Despite these lustrous accomplishments, Lyndon Johnson chose not to seek the presidency in 1968 and left office deeply unpopular.  His undoing was the Vietnam Conflict, an increasingly bitter struggle that brought mounting U.S. casualties and increased public frustration at Johnson’s inability to extricate America from the war. ” If we allow Vietnam to fall tomorrow,” Johnson asserted, “we’ll be fighting in Hawaii and next week in San Francisco.”  Johnson poured more troops into the region, authorized extensive bombing campaigns but at best achieved only a most costly stalemate.  The “Great Society,” though it remained, became overshadowed by what came to be viewed as the Great Folly of Vietnam.

O.J. Simpson

            He had it all – looks, talent, charisma and uncanny athletic skills that would lead to a noteworthy career playing football.  First in the University of Southern California and subsequently in the National Football League, O.J. Simpson, as a running back, compiled statistics that brought wide acclaim and recognition as he established numerous records, some of which still stand.  After his playing career ended in 1979 he remained in the public eye as a commentator on TV’s Monday Night Football and on the NFL on NBC.  He also enjoyed an acting career both on TV and in the movies, where his good looks and engaging personality entertained audiences year after year.

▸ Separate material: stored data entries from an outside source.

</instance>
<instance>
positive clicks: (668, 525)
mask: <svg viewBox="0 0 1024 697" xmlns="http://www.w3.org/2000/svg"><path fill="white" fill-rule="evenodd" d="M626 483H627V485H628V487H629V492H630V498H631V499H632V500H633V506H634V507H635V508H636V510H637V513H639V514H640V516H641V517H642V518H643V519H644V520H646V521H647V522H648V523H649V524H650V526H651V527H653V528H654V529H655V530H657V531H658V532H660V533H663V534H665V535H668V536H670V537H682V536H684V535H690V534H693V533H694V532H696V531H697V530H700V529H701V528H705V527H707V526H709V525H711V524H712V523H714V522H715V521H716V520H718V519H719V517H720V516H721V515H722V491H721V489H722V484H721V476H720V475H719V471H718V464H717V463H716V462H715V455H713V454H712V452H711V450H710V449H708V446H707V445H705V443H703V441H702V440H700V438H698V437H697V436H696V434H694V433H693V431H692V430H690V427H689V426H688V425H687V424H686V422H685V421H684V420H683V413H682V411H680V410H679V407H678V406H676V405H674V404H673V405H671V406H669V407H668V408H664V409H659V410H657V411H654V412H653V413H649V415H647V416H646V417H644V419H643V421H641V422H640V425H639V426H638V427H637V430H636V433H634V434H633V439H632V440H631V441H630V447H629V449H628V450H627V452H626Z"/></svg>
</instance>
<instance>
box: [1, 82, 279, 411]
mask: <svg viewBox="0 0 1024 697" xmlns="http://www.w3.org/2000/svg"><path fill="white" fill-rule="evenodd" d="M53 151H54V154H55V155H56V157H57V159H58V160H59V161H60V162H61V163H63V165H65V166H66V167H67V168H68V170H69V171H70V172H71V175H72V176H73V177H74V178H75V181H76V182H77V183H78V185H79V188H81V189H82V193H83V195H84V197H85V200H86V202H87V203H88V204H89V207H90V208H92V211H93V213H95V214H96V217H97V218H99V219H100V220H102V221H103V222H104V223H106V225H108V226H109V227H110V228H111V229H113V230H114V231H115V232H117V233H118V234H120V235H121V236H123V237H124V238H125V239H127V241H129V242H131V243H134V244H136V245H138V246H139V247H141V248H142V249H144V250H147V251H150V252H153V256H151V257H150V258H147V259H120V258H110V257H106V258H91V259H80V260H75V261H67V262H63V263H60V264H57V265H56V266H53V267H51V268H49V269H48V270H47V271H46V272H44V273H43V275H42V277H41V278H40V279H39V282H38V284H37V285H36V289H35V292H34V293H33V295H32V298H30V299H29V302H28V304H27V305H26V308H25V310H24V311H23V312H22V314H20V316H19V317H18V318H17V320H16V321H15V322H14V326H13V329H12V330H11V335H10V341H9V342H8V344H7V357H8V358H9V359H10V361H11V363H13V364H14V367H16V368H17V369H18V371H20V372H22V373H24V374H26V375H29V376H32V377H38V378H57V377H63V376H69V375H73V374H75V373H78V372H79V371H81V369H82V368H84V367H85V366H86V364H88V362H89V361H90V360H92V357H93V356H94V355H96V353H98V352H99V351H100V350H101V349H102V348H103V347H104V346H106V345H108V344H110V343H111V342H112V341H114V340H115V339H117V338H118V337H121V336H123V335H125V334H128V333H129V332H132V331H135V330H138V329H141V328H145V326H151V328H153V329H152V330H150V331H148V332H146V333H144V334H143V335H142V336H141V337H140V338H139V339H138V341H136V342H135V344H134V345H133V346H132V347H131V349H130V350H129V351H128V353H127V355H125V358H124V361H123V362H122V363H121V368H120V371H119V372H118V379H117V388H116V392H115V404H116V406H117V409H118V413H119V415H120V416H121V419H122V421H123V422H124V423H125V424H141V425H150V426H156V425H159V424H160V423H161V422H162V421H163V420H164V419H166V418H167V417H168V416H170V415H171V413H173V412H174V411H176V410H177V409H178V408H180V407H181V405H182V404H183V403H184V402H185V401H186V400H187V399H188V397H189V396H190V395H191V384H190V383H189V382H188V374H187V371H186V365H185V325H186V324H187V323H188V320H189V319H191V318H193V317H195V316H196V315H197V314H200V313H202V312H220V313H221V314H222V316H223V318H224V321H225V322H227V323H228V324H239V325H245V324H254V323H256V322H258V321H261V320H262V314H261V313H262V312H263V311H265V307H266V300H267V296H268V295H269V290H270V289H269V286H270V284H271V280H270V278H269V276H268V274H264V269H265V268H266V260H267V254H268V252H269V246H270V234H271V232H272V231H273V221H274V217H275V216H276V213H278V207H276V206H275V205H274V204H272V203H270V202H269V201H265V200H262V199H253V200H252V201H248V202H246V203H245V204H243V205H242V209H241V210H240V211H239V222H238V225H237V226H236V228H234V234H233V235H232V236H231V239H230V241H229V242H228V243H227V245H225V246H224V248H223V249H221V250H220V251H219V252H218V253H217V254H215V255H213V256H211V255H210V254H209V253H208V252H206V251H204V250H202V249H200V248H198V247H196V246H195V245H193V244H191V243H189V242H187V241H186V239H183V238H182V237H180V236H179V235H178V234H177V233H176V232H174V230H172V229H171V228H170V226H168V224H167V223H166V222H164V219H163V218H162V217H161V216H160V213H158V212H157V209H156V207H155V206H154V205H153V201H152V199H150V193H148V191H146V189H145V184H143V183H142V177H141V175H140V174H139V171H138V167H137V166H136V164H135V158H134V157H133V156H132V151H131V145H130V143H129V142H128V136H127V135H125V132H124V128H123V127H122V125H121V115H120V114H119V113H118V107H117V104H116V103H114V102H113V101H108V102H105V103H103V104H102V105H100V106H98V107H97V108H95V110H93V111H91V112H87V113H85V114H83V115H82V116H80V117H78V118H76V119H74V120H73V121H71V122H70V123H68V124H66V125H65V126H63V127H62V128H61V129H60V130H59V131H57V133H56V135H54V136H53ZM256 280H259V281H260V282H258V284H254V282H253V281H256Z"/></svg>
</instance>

But then the public learned that his former wife Nicole Simpson and her friend Ron Goldman, had been brutally murdered and that the prime suspect was O.J. Simpson.  A sensational criminal trial followed with tens of millions watching it all unfold on national television.  In a highly controversial decision Simpson was acquitted but was later found guilty in a civil trial that levied damages in excess of $33million dollars.  In the years that followed, Simpson was tried for a variety of other crimes, including armed robbery.  He is currently serving a prison sentence at the Lovelock Correctional Center in Nevada.